É o pouso da fé, o lugar em que vos sentais. Tem uma tradição de humanidade: a argúcia política, o panorama do passado, o amor à natureza, a unção da filantropia... Itinerário para os píncaros. Quatro destinos diferentes, rumando para a mesma glória espiritual. O proselitismo emancipador e construtivo de Rio Branco; o ímpeto patriótico, fecundo e remoto, de Eduardo Prado; o encantamento do sertanismo inspirador e imperativo de Afonso Arinos; a ciência penetrante, balsâmica, prometedora de Miguel Couto...

“Nasci na grandeza”, disse de si mesmo o Visconde do Rio Branco. “As fadas benéficas rodearam o berço de Eduardo Prado, dançando levemente, carregadas de dons...”, escreveu Eça de Queirós. Herdeiro de um velho nome, culto e senhoril, viveu Arinos afortunado e próspero. Perdem-se, porém, na multidão os antepassados de Miguel Couto: nem brasões nem cofres... Ele só, o primeiro, imprevisto e inesperado, compondo um nome, uma fama, um exemplo... Ele, o milagre, saído do nada, como a obra do Criador... Veio ao mundo com um fadário: subir.

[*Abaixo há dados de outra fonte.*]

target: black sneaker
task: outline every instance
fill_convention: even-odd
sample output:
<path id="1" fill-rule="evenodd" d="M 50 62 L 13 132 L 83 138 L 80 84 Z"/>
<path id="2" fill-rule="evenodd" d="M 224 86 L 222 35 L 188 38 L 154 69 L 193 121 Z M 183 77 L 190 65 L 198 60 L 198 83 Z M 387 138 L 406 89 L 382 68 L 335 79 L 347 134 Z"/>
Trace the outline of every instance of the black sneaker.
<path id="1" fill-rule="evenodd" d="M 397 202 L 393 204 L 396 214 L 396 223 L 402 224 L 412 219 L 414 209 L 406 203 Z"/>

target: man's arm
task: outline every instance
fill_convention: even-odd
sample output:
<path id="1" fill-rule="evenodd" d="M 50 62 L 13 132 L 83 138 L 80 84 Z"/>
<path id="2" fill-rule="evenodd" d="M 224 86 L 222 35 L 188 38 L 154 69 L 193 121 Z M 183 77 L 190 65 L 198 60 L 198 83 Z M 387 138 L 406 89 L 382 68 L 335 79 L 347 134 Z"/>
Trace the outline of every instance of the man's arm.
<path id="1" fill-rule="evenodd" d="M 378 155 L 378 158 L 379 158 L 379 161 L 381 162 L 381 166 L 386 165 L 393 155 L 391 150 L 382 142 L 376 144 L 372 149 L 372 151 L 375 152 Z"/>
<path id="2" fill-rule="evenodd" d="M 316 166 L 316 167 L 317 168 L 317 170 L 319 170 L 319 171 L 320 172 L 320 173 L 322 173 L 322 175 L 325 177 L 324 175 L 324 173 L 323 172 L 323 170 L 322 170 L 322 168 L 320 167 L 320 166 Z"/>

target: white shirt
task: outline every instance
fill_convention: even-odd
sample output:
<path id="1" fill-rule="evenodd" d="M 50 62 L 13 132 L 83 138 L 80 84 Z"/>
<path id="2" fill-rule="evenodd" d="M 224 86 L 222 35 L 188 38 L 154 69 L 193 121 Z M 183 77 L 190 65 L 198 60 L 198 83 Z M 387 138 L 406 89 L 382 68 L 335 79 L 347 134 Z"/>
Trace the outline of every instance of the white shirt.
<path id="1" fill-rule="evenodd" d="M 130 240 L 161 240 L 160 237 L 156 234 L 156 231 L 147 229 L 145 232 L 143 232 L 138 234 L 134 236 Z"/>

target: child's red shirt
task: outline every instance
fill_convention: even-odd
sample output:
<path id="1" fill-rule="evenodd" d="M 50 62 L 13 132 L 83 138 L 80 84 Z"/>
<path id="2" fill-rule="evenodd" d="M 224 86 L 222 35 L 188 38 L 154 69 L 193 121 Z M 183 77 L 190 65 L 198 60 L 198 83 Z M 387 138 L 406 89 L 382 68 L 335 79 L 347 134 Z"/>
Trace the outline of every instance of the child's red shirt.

E subiu sempre, sem uma vacilação, sem um arrependimento. E só não subiu mais, ao termo de setenta anos preciosos e lúcidos, porque alcançara a morada das nuvens... Daí, ascendendo ainda, penetrou no mistério constelado do Infinito...
Trajetória sideral. Uma infância humilde e monótona, uma juventude enclausurada e pertinaz, uma maturidade transbordante e luminosa. Páginas singelas e comovedoras de um livro escrito no desempenho da fidelidade, segredo da vitória. Fiel ao seu sentimento, ao seu dever, à sua vocação. Amou com exatidão, obedeceu com humildade, curou com clarividência. Pode assim, no seu tempo, ser o maior homem, porque era o melhor e sabia servir; porque, longe do mando, consolador e pressuroso, sem cargos para distribuir, sem prebendas para oferecer, cercaram-no os aplausos, as dignidades, as dedicações e os fanatismos.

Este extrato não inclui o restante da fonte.